I have two tables, df and asm. df is a very large table while asm is a very small table
When I execute this code
df.groupBy(f.spark_partition_id()).count().show()
# assumption name is under index
df = df.join(f.broadcast(asm), df["join_asm"] == asm["index"]).drop("join_asm", "index")
df.groupBy(f.spark_partition_id()).count().show()
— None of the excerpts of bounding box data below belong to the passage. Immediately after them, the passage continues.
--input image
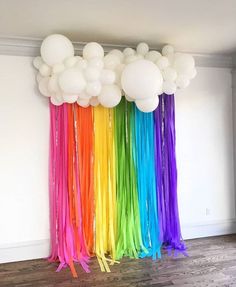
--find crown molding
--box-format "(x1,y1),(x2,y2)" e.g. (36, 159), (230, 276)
(0, 36), (233, 68)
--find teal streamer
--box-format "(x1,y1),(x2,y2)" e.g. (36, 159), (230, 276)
(132, 107), (161, 260)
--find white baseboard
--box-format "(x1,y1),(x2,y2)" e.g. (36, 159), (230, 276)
(0, 239), (50, 263)
(181, 218), (236, 239)
(0, 218), (236, 263)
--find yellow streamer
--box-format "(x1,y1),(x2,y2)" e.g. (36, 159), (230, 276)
(93, 106), (118, 272)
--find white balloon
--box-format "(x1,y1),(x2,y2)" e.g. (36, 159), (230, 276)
(75, 59), (88, 70)
(173, 53), (195, 74)
(48, 75), (60, 93)
(79, 92), (91, 100)
(136, 43), (149, 56)
(109, 49), (124, 62)
(64, 57), (78, 68)
(33, 56), (43, 70)
(89, 97), (99, 107)
(86, 81), (102, 97)
(162, 67), (177, 82)
(175, 75), (189, 89)
(52, 64), (65, 74)
(123, 48), (135, 57)
(100, 69), (116, 85)
(39, 77), (51, 97)
(58, 68), (86, 94)
(121, 60), (163, 99)
(63, 93), (78, 104)
(50, 96), (63, 106)
(145, 51), (161, 63)
(162, 81), (176, 95)
(84, 66), (100, 82)
(88, 58), (104, 70)
(77, 99), (89, 108)
(83, 42), (104, 60)
(39, 64), (51, 77)
(41, 34), (74, 66)
(135, 96), (159, 113)
(98, 85), (121, 108)
(156, 56), (170, 70)
(103, 54), (120, 70)
(162, 45), (174, 56)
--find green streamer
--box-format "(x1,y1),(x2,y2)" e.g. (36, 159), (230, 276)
(115, 98), (145, 259)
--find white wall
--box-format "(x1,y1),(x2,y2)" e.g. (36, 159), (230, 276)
(0, 56), (235, 262)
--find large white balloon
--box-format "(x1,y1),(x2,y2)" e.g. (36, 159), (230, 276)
(121, 60), (163, 99)
(173, 53), (195, 74)
(145, 51), (161, 63)
(162, 81), (176, 95)
(135, 96), (159, 113)
(136, 43), (149, 56)
(98, 85), (121, 108)
(83, 42), (104, 60)
(86, 81), (102, 97)
(100, 69), (116, 85)
(58, 68), (86, 94)
(104, 54), (120, 70)
(41, 34), (74, 66)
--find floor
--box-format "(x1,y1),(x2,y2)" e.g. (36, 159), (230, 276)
(0, 235), (236, 287)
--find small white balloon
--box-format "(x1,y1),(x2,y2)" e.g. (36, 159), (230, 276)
(83, 42), (104, 60)
(77, 99), (89, 108)
(156, 56), (170, 70)
(75, 59), (88, 70)
(86, 81), (102, 97)
(109, 49), (124, 62)
(52, 64), (65, 74)
(145, 51), (161, 63)
(98, 85), (121, 108)
(39, 64), (51, 77)
(100, 69), (116, 85)
(33, 56), (43, 70)
(64, 57), (78, 68)
(175, 75), (189, 89)
(135, 96), (159, 113)
(136, 43), (149, 56)
(84, 66), (100, 82)
(88, 58), (104, 70)
(123, 48), (135, 57)
(58, 68), (86, 94)
(39, 77), (51, 97)
(89, 97), (99, 107)
(63, 93), (78, 104)
(162, 67), (177, 82)
(103, 54), (120, 70)
(173, 53), (195, 74)
(40, 34), (74, 66)
(162, 45), (174, 56)
(162, 81), (176, 95)
(121, 60), (163, 99)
I inexplicably get this result
+--------------------+-----+
|SPARK_PARTITION_ID()|count|
+--------------------+-----+
| 148| 50|
| 31| 50|
| 137| 50|
| 85| 50|
| 65| 50|
| 53| 50|
| 133| 50|
| 78| 50|
| 108| 50|
| 155| 50|
| 34| 50|
| 193| 50|
| 101| 50|
| 115| 50|
| 126| 50|
| 81| 50|
| 28| 50|
| 183| 50|
| 76| 50|
| 26| 50|
+--------------------+-----+
only showing top 20 rows
+--------------------+-----+
|SPARK_PARTITION_ID()|count|
+--------------------+-----+
| 0|10000|
+--------------------+-----+
Nothing I've seen seems to be able to explain this. I've verified the asm is being broadcast but even if it wasn't I don't know why it would automatically coalesce all the data into a single partition.